HEALTH NEWS

Study Title:

Toxin Responsible for MRSA Severity

Study Abstract

Staphylococcus aureus is a prominent human pathogen and leading cause of bacterial infection in hospitals and the community. Community-associated methicillin-resistant S. aureus (CA-MRSA) strains such as USA300 are highly virulent and, unlike hospital strains, often cause disease in otherwise healthy individuals. The enhanced virulence of CA-MRSA is based in part on increased ability to produce high levels of secreted molecules that facilitate evasion of the innate immune response. Although progress has been made, the factors that contribute to CA-MRSA virulence are incompletely defined. We analyzed the cell surface proteome (surfome) of USA300 strain LAC to better understand extracellular factors that contribute to the enhanced virulence phenotype. A total of 113 identified proteins were associated with the surface of USA300 during the late-exponential phase of growth in vitro. Protein A was the most abundant surface molecule of USA300, as indicated by combined Mascot score following analysis of peptides by tandem mass spectrometry. Unexpectedly, we identified a previously uncharacterized two-component leukotoxin–herein named LukS-H and LukF-G (LukGH)-as two of the most abundant surface-associated proteins of USA300. Rabbit antibody specific for LukG indicated it was also freely secreted by USA300 into culture media. We used wild-type and isogenic lukGH deletion strains of USA300 in combination with human PMN pore formation and lysis assays to identify this molecule as a leukotoxin. Moreover, LukGH synergized with PVL to enhance lysis of human PMNs in vitro, and contributed to lysis of PMNs after phagocytosis. We conclude LukGH is a novel two-component leukotoxin with cytolytic activity toward neutrophils, and thus potentially contributes to S. aureus virulence.

From press release:

A research project to identify all the surface proteins of USA300—the most common community-associated strain of the methicillin-resistant form of the bacterium Staphylococcus aureus (MRSA)—has resulted in the identification and isolation of a plentiful new toxin that laboratory studies indicate is a potent killer of human immune cells. Scientists at the National Institute of Allergy and Infectious Diseases, part of the National Institutes of Health, say the toxin could be a key factor in the severity of MRSA infections in otherwise healthy people.

The toxin, named LukGH, consists of two small proteins found on the surface of the bacteria and is secreted freely into the surrounding environment.

The scientists identified 113 proteins associated with the surface of USA300 and began to examine the role of the previously uncharacterized proteins.

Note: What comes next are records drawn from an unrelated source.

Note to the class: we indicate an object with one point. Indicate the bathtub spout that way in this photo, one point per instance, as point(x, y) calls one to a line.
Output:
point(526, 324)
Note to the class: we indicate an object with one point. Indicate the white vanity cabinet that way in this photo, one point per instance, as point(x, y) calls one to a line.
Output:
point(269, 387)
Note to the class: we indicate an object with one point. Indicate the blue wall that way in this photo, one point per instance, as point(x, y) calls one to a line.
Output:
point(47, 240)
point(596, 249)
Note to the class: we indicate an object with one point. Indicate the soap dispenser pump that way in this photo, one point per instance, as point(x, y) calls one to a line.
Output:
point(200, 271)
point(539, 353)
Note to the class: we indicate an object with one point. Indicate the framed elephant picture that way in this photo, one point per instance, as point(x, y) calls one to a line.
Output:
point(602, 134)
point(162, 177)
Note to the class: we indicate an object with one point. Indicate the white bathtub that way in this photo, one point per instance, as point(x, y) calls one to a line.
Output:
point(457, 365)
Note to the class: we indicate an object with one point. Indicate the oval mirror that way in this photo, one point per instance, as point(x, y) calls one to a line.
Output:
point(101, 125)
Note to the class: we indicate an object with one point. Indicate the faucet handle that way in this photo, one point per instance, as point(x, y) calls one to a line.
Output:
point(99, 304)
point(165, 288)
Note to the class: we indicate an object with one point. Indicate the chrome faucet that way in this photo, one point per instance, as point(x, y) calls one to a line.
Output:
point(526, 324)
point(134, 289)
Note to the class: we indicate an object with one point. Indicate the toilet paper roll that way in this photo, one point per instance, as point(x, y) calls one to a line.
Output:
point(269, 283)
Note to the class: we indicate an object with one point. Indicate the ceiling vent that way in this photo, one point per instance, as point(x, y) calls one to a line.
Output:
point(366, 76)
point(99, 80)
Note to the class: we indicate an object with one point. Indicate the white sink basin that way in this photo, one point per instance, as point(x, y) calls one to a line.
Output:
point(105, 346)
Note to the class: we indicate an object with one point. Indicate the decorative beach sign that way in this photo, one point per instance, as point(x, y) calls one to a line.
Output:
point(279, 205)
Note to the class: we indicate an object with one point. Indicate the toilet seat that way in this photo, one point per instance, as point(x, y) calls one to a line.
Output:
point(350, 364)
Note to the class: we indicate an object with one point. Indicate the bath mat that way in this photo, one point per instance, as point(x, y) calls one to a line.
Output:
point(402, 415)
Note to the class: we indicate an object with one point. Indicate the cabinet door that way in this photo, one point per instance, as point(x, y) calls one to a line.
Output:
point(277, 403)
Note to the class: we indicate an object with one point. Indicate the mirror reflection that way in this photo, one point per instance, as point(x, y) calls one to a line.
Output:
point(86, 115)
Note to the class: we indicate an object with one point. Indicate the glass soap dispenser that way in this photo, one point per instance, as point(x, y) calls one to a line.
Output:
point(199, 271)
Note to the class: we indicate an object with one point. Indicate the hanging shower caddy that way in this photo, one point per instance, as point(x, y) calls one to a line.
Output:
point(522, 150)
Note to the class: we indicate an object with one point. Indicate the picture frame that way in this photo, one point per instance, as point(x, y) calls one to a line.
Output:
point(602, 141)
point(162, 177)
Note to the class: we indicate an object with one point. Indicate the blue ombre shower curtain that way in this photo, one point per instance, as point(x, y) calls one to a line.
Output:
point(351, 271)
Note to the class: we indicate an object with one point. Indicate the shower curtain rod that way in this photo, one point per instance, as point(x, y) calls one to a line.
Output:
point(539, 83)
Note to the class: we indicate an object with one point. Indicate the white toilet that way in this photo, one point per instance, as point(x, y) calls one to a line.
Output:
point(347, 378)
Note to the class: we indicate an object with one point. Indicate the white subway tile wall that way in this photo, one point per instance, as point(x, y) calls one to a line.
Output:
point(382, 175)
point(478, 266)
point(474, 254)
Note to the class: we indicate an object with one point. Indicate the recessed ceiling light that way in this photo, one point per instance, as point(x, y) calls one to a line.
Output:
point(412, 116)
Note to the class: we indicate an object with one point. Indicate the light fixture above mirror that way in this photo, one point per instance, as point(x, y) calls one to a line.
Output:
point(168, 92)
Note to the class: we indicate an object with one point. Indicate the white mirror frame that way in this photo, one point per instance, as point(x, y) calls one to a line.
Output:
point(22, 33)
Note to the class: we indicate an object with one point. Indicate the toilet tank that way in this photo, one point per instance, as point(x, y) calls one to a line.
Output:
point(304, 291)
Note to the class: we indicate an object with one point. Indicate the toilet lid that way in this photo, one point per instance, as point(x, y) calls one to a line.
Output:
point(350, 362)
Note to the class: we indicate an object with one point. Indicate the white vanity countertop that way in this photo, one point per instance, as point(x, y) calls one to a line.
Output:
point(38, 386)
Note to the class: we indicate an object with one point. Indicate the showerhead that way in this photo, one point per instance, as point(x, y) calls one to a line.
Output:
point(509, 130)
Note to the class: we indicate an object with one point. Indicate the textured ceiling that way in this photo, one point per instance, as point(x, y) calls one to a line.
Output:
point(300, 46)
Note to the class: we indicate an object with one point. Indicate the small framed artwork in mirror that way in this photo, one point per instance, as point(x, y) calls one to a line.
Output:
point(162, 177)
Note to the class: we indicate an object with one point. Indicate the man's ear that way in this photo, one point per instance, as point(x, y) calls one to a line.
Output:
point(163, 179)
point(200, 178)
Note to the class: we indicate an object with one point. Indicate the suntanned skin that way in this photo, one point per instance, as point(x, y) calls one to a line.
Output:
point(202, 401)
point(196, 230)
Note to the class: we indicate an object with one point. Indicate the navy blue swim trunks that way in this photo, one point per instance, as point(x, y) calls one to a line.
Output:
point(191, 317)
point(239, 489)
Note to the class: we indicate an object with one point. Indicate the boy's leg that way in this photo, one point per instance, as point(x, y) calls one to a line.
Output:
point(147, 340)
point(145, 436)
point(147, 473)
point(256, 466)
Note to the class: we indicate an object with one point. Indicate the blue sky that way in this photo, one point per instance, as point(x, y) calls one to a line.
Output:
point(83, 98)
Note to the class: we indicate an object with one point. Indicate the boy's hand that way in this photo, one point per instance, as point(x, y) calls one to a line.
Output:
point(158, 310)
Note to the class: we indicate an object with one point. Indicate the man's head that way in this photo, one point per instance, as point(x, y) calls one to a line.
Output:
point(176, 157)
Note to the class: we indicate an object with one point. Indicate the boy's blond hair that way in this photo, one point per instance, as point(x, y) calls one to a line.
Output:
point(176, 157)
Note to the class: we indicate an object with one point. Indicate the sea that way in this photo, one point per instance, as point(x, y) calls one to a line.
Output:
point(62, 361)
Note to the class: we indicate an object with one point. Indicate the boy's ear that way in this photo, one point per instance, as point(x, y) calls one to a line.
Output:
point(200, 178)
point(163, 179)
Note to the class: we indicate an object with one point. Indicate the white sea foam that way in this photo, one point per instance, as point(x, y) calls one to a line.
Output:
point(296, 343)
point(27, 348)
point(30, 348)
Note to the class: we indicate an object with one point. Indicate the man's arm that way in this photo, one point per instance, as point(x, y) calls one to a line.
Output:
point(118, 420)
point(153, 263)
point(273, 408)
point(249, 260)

S. aureus surface proteins are key indicators of how the pathogen will respond to contact with immune system cells, such as neutrophils, which the body produces in large numbers to kill invading microbes. Some proteins can aggressively attack these immune cells, and the demise of the neutrophils ultimately enables the bacteria to replicate and thrive. When the LukGH toxin was removed from USA300, studies showed that the strain caused little to no damage to human neutrophils. With the toxin present, the bacteria began forming pores in neutrophils which eventually led to their destruction.

The scientists, including Frank DeLeo, Ph.D., Chief of the Laboratory of Human Bacterial Pathogenesis, say they do not know the full contribution of LukGH to the severity of MRSA infection. However, LukGH is the only MRSA toxin currently known to promote destruction of human neutrophils after the bacteria have been ingested by the immune cells designed to destroy them.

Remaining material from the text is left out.